Whoever is declared the winner, the outcome of the Massachusetts senatorial election is neither a mandate for President Obama's liberal agenda nor a license for a return to status quo ante of George Bush.

The fact that a conservative has put Ted Kennedy's seat in play is a repudiation of Democrats' recent partisan governing style, and an agenda that is simply out of step with the real change Americans want.

From health care to jobs to the banks, it's time for Democrats to stop accusing critics of deceiving the public and to step back and ask what voters will accept.

On health care, Americans don't want a comprehensive federal takeover and higher taxes.
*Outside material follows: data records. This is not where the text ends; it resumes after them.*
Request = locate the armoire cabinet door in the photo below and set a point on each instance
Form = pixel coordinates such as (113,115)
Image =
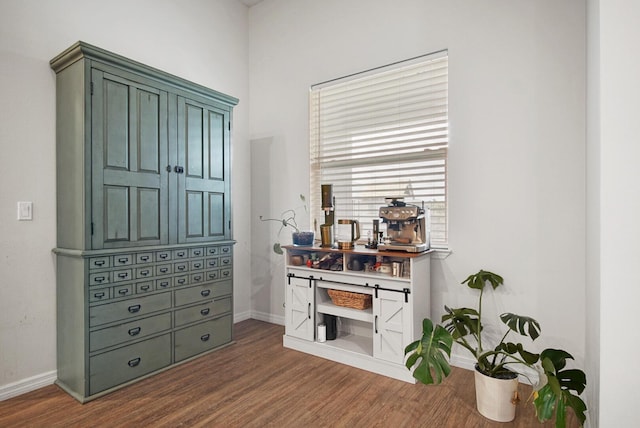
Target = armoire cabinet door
(129,163)
(203,181)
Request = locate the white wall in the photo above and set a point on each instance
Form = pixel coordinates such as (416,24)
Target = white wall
(200,40)
(617,183)
(517,152)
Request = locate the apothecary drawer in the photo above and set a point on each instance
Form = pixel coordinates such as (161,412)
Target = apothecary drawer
(96,295)
(203,292)
(130,308)
(206,310)
(99,262)
(121,365)
(202,337)
(122,333)
(99,278)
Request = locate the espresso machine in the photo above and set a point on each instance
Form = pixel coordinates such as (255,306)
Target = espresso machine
(328,206)
(406,227)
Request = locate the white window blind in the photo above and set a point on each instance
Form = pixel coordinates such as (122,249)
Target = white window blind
(383,133)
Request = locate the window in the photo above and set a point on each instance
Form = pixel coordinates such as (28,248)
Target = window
(383,133)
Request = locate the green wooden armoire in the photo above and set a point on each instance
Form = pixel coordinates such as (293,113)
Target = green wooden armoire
(144,253)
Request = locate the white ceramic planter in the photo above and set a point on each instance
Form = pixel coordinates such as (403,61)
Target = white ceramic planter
(496,399)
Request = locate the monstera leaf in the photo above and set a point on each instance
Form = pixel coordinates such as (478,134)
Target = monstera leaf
(557,394)
(430,354)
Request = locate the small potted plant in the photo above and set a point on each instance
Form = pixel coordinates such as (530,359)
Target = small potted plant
(556,390)
(288,219)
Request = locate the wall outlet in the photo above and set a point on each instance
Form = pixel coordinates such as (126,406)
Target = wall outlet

To cover the uninsured, they would support reforms that make Medicaid and other federal programs for the poor much more cost efficient, and changes that lower prices and don't more severely ration access for middle class Americans already paying for health care.

A new health care bill should focus on lowering drug prices to those paid by health systems in other high income counties like Germany and Canada, ending the inefficiencies imposed by a mindless malpractice system other advanced countries don't have, and aligning doctors pay and insurance company administrative costs with those in Europe.

Real reform should not require new taxes or higher premiums, but rather should lower the cost of health care -- that's the yardstick the president should use, not budget neutrality.

Regarding unemployment, the president needs to acknowledge that the stimulus package will not deliver the 4 million jobs promised, and that fanciful dreams of replacing 8 million or 9 million jobs over three years with new opportunities in green industries and smart buildings are just that -- fanciful dreams.